Vol. 3Darkness & LightDay 191
Norwich, England · 1373 AD

Julian of Norwich receives her visions

All shall be well

Julian is thirty years old and dying.

She has been ill for several days, so ill that her parish priest has come to administer last rites. He holds a crucifix before her face so that she may fix her eyes on it as she dies. Her sight is failing. Her body is going cold from the feet upward.

And then, as she looks at the crucifix, the bleeding begins.

For the next several hours, Julian receives sixteen showings — visions of the Passion of Christ, of the Trinity, of the nature of sin and suffering and love. She sees the hazelnut. She hears the most famous words in English mystical literature.

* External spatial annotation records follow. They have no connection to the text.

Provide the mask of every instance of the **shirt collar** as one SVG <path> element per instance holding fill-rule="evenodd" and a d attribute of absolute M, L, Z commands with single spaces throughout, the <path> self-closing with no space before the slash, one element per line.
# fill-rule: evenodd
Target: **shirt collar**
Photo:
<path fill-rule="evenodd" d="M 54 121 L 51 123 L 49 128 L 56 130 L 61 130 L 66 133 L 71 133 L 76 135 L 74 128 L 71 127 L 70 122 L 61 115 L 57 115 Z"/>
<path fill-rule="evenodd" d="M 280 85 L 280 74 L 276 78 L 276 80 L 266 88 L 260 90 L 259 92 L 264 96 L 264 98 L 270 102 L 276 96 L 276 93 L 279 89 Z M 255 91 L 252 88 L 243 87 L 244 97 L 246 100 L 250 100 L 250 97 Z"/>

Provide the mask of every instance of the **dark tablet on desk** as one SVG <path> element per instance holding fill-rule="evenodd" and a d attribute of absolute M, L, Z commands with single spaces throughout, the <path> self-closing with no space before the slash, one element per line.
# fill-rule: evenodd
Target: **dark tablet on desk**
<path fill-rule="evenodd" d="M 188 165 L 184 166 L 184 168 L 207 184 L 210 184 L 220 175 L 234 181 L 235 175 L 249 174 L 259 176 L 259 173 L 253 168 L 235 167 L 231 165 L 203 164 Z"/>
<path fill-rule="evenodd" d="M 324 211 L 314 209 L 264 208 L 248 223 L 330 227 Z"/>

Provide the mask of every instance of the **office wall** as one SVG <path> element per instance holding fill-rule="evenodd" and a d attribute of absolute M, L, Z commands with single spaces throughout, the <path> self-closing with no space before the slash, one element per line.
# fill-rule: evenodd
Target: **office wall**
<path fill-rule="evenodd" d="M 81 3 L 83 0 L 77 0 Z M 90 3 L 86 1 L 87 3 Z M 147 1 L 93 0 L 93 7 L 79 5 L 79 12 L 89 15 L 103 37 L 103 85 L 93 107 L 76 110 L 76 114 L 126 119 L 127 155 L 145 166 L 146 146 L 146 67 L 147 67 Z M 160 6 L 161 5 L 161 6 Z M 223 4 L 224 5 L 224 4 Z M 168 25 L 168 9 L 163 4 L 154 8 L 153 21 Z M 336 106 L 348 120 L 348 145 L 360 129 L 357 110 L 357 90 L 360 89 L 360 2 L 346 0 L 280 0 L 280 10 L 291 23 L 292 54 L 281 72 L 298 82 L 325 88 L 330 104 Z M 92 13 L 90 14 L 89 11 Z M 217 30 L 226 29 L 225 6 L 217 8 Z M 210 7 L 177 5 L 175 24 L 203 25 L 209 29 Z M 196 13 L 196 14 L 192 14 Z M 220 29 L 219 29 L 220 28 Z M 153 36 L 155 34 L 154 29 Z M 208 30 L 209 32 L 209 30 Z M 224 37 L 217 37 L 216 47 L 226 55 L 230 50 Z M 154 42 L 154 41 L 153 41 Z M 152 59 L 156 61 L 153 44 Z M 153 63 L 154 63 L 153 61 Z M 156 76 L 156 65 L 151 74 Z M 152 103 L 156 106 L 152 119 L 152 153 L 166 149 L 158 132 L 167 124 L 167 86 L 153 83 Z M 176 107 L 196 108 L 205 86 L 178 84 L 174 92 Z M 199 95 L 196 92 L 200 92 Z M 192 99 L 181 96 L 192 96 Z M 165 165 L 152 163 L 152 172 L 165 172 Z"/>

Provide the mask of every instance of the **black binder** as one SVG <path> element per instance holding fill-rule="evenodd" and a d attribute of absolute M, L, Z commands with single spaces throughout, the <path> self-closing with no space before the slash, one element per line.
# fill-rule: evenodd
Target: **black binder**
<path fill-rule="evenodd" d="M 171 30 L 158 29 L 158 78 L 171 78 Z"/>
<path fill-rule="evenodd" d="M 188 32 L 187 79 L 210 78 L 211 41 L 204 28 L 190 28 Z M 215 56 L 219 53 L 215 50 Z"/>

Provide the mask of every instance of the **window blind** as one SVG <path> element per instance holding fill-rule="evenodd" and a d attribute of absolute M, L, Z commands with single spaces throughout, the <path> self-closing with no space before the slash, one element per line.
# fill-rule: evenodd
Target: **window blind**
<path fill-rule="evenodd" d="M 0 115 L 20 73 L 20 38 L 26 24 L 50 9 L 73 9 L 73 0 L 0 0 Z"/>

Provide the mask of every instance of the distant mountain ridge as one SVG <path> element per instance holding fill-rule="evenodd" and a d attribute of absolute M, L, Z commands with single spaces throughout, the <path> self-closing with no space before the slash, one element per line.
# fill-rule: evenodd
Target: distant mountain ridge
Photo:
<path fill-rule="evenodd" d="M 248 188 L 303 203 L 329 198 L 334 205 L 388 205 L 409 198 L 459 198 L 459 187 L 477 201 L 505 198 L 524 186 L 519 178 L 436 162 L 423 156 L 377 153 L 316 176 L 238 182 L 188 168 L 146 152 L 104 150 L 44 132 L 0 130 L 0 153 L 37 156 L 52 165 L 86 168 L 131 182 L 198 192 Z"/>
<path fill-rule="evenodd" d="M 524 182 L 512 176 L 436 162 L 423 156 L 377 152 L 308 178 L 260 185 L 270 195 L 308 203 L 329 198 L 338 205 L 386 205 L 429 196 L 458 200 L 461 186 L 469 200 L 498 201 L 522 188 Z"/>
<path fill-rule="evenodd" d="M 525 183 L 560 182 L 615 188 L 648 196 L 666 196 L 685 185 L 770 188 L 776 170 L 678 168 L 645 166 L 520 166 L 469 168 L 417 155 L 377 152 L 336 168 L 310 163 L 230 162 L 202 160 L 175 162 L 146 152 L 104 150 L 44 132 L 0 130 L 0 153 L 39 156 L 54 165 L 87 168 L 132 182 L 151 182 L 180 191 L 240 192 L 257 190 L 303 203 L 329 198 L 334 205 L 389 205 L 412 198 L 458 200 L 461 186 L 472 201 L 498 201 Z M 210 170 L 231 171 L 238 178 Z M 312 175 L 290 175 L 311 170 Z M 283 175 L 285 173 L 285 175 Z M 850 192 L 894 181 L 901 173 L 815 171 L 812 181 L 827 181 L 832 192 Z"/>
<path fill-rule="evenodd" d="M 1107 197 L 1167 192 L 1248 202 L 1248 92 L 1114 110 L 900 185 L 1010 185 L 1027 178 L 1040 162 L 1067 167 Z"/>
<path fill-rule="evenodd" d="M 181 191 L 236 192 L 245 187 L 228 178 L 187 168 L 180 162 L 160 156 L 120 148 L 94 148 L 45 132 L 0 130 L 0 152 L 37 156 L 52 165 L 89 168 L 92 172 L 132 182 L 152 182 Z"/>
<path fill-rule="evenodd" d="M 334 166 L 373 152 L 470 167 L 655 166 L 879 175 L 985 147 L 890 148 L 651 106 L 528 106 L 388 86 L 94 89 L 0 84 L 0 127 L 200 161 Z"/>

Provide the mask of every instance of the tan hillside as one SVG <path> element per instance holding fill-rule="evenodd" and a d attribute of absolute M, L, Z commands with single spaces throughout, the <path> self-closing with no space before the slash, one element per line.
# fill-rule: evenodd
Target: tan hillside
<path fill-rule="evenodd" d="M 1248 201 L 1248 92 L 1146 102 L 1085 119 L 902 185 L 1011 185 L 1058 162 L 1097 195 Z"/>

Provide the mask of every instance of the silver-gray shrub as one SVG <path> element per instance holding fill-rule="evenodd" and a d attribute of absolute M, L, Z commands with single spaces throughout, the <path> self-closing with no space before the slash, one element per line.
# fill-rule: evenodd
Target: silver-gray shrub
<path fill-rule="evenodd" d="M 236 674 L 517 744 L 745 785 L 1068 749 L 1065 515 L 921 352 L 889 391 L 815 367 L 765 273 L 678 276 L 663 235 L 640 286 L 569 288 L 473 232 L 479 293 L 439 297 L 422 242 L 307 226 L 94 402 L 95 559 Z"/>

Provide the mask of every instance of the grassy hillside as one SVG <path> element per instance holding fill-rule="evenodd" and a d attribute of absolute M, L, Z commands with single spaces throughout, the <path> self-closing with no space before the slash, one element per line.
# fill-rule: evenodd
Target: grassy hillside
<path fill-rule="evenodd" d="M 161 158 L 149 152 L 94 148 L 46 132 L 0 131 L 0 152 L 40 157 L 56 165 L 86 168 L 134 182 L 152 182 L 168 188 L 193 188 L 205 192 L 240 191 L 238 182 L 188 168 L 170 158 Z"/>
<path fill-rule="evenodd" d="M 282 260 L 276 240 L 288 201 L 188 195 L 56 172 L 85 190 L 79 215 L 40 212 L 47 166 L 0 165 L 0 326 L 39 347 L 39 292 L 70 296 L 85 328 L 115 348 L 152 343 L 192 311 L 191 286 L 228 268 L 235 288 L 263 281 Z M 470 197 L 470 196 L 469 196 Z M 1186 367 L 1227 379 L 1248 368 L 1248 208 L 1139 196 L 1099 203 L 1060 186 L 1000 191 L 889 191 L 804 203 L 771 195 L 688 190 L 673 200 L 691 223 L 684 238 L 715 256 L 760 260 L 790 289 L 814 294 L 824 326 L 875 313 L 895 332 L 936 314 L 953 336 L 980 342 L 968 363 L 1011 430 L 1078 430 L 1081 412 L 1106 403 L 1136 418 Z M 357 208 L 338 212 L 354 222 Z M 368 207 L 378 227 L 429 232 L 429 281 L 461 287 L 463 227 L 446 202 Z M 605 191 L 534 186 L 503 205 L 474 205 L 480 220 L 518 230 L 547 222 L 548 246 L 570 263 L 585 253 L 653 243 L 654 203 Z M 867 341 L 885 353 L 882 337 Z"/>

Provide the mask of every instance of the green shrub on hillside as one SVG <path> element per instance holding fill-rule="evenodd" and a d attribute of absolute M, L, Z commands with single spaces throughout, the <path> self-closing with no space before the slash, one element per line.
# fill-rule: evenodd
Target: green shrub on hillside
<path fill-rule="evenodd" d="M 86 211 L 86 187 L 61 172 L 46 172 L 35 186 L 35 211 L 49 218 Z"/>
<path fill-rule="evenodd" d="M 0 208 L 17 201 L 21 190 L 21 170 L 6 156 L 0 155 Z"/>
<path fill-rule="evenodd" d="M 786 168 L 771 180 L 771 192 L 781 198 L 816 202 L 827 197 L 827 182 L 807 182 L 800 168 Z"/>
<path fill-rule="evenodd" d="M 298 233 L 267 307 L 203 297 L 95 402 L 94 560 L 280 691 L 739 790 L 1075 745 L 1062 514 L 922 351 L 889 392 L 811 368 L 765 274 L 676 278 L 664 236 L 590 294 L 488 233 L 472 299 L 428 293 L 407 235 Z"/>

She recovers.

For twenty years she sits with what she has received, thinking about it, praying over it, writing it down in two versions — a short text written soon after the experience and a long text written twenty years later, when she has had time to understand what was given to her.

We know almost nothing about her life. We do not know her birth name — Julian is the name of the church she eventually retreats to as an anchoress. We do not know if she was a nun or a laywoman. We know she was educated, she was English, she lived in Norwich, and she received visions on May 8, 1373 AD while she was dying.

And we know what she heard. And we know that what she heard has sustained people for six hundred years.


All shall be well, and all shall be well, and all manner of thing shall be well.

Julian of Norwich, Revelations of Divine Love, c. 1393 AD

Romans 8:28

We know that all things work together for good for those who love God, to those who are called according to his purpose.


Julian received her visions while dying, and what she heard in them was not a promise that the dying would stop. The world she returned to was still ravaged by plague. The church was still in its Avignon captivity. The Peasants' Revolt would happen eight years later.

All shall be well is not optimism. It is not denial. It is not the absence of knowledge about how bad things are.

It is a word spoken from inside the love of God about the ultimate trajectory of things — a word that holds together the reality of suffering and the certainty of redemption without pretending either away.

Julian heard it while dying. She spent twenty years working out what it meant. She is still working it out in us.

Where in your life does the word all shall be well feel most impossible to believe? That is probably where you most need to sit with it.